Nyree tried to imagine losing all trace of your family and tribe. Your whanau and your iwi. Your whakapapa—your genealogy—traced back over hundreds of years. The place you’d come from, the beach on which your ancestors’ waka had landed after that first long-ago voyage from Hawaiiki, the homeland. Your mountain and your river. She tried to imagine all that, and couldn’t. It was part of her, like it was part of every Maori, the connection to your place and your people. Losing it would feel like some vital organ being ripped from your body.

Like deep purple. For vision, seeing beyond what your eyes could take in, and for sadness. And for the strength to bear it.

“Ah, well,” Mary said. “Life is sad, eh. But good, too.” She put a hand on Marko’s cheek again. “Go show your girl the stars. Doesn’t matter whether you can see them up there or not, they’re still the same stars. Better to see them, though. It’s good that she sees the colors. She knows her Dreaming, I think.”

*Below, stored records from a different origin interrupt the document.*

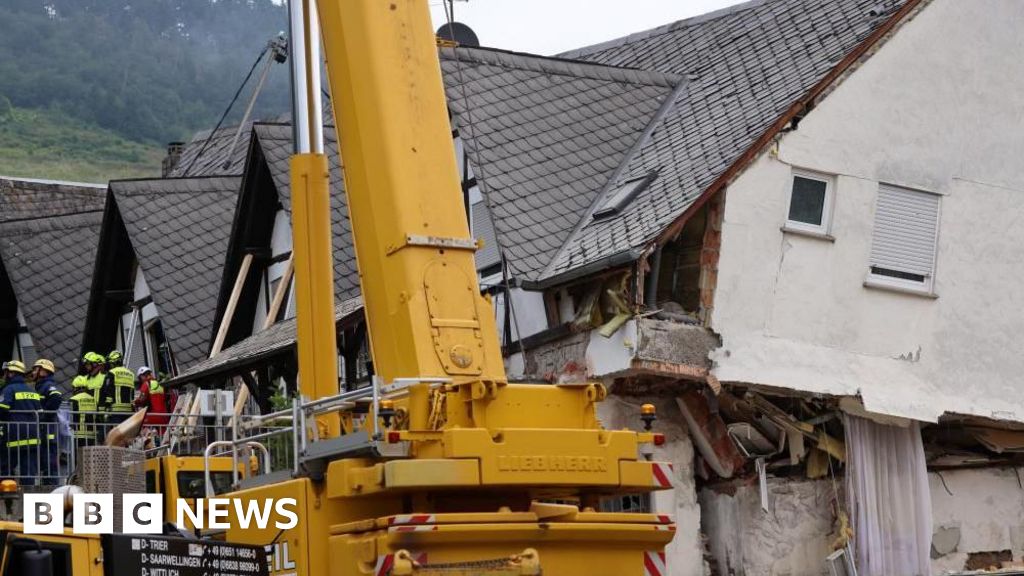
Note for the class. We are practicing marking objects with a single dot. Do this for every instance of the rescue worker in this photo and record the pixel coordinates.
(19, 407)
(4, 459)
(153, 397)
(118, 391)
(94, 384)
(83, 417)
(82, 379)
(50, 398)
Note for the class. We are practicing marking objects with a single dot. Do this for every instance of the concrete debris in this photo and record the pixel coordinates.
(710, 435)
(945, 540)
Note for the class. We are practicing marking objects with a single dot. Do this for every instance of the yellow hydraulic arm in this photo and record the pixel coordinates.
(425, 315)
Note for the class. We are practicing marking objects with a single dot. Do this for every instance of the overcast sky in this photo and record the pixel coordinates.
(549, 27)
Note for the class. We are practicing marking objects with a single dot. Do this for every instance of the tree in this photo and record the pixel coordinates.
(153, 70)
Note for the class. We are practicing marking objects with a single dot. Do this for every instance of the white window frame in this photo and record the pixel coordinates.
(927, 287)
(826, 209)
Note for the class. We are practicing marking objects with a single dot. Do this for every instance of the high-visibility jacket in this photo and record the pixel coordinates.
(82, 424)
(95, 386)
(154, 397)
(51, 398)
(19, 404)
(119, 389)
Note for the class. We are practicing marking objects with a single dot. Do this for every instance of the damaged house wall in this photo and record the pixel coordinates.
(936, 110)
(795, 534)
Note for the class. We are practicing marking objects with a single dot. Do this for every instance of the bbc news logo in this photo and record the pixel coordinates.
(143, 513)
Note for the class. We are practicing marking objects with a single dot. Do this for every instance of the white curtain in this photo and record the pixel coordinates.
(890, 502)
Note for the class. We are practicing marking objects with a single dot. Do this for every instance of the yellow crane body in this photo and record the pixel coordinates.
(468, 464)
(442, 466)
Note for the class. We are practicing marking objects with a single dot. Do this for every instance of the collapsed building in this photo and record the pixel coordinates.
(774, 222)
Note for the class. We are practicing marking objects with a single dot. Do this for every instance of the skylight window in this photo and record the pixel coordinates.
(616, 199)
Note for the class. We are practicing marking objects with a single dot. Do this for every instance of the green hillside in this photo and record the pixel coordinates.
(49, 145)
(93, 89)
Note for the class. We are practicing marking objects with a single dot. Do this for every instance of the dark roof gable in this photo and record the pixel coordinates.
(179, 230)
(545, 135)
(49, 262)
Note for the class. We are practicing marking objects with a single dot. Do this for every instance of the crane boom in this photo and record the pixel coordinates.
(425, 315)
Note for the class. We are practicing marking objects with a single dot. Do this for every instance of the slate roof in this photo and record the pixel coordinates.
(215, 158)
(275, 340)
(23, 198)
(179, 230)
(545, 135)
(275, 142)
(49, 261)
(744, 67)
(550, 137)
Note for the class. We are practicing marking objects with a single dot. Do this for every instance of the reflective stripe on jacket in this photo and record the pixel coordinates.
(82, 424)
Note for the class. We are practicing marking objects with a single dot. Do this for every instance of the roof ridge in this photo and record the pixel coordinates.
(664, 29)
(677, 95)
(10, 228)
(560, 66)
(68, 183)
(174, 178)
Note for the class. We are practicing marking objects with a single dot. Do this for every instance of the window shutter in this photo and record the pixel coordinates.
(905, 225)
(483, 229)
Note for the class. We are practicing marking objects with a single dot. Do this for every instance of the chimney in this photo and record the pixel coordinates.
(173, 157)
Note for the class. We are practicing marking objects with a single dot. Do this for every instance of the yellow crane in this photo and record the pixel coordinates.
(442, 466)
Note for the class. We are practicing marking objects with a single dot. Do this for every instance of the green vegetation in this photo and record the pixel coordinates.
(93, 89)
(48, 144)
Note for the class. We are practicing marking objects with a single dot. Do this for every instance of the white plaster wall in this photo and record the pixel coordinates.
(685, 552)
(987, 506)
(791, 539)
(939, 108)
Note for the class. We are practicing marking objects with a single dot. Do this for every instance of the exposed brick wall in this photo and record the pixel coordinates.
(710, 253)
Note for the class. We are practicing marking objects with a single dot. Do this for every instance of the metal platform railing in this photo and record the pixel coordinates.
(296, 426)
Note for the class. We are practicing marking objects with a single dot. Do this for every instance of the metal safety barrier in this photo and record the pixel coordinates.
(295, 434)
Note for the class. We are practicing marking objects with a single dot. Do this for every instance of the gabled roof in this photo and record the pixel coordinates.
(545, 136)
(276, 340)
(179, 230)
(274, 141)
(24, 198)
(49, 262)
(745, 68)
(206, 156)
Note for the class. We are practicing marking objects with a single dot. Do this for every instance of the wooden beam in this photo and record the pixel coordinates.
(271, 316)
(279, 296)
(232, 303)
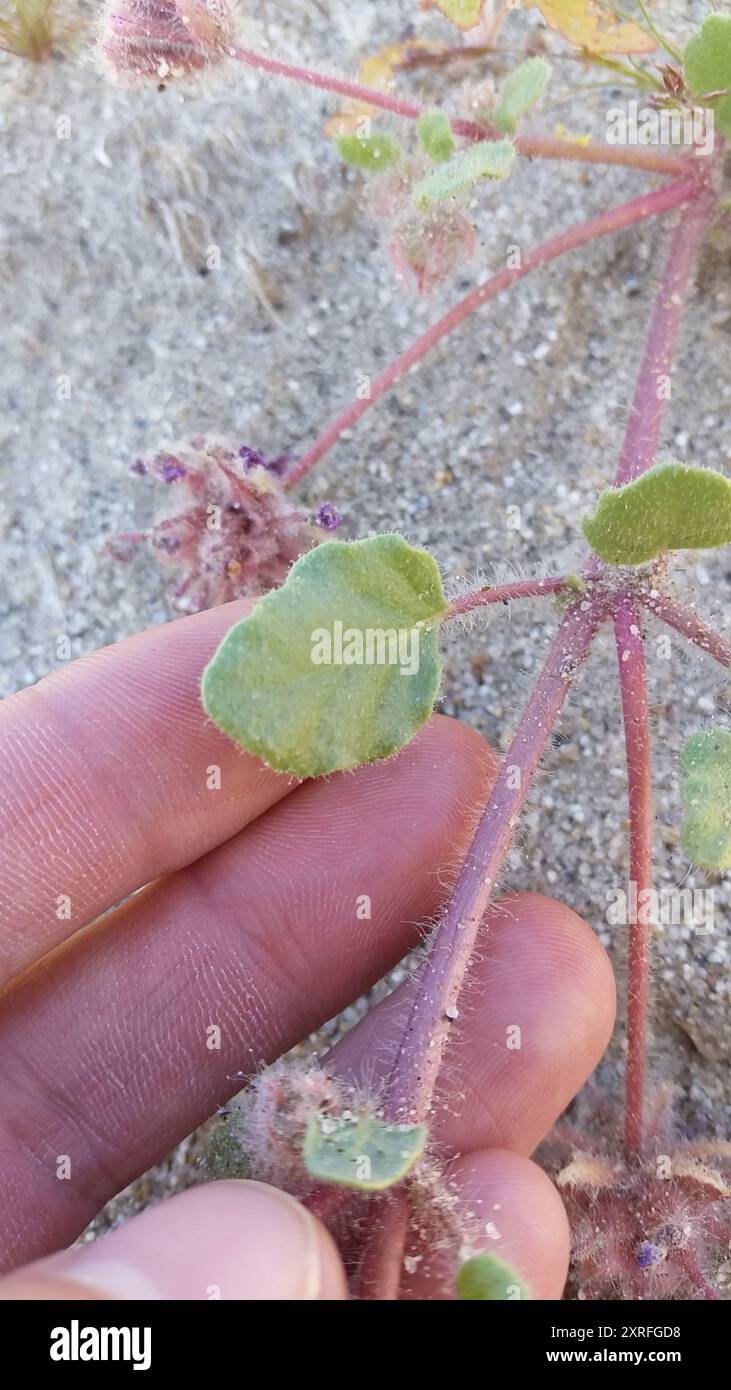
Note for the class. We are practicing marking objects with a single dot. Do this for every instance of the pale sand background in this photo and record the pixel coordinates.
(103, 242)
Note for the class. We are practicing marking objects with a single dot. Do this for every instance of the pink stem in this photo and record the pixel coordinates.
(685, 622)
(653, 382)
(637, 738)
(437, 987)
(503, 594)
(649, 205)
(652, 161)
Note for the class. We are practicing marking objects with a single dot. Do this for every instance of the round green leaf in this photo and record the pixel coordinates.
(705, 766)
(360, 1151)
(670, 508)
(339, 666)
(487, 1278)
(435, 136)
(368, 152)
(708, 66)
(488, 159)
(519, 92)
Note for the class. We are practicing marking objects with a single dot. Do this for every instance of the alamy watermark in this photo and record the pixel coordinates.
(664, 908)
(635, 124)
(366, 647)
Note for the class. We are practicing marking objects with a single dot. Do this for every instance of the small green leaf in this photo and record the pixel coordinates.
(368, 152)
(362, 1151)
(435, 136)
(488, 159)
(463, 13)
(708, 67)
(487, 1278)
(670, 508)
(705, 765)
(519, 92)
(339, 666)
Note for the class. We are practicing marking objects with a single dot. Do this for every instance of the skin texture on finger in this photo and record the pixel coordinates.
(220, 1241)
(507, 1205)
(534, 1022)
(109, 779)
(106, 1048)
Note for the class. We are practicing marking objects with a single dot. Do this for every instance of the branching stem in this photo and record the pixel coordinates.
(627, 214)
(637, 738)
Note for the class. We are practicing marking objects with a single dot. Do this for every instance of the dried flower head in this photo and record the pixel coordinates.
(234, 531)
(161, 41)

Marko kissed her cheek and said, “I’m out with the sheep with Dad early tomorrow. Sleep well. It’s good to be home.”

No place more different than Northland than this, he’d thought before they’d come. Nyree hadn’t been the only one who’d been nervous. Now, though, lying on the hillside above the house, a thick blanket under them and a sleeping bag over them, looking up at that other world, thousands of tiny lights forming patterns and splashes across the black background, with the shining pathway that was the Milky Way, the blurry white of the magellanic clouds, and the silent presence of the mountains, threat and livelihood both, surrounding them—he realized he’d been exactly wrong.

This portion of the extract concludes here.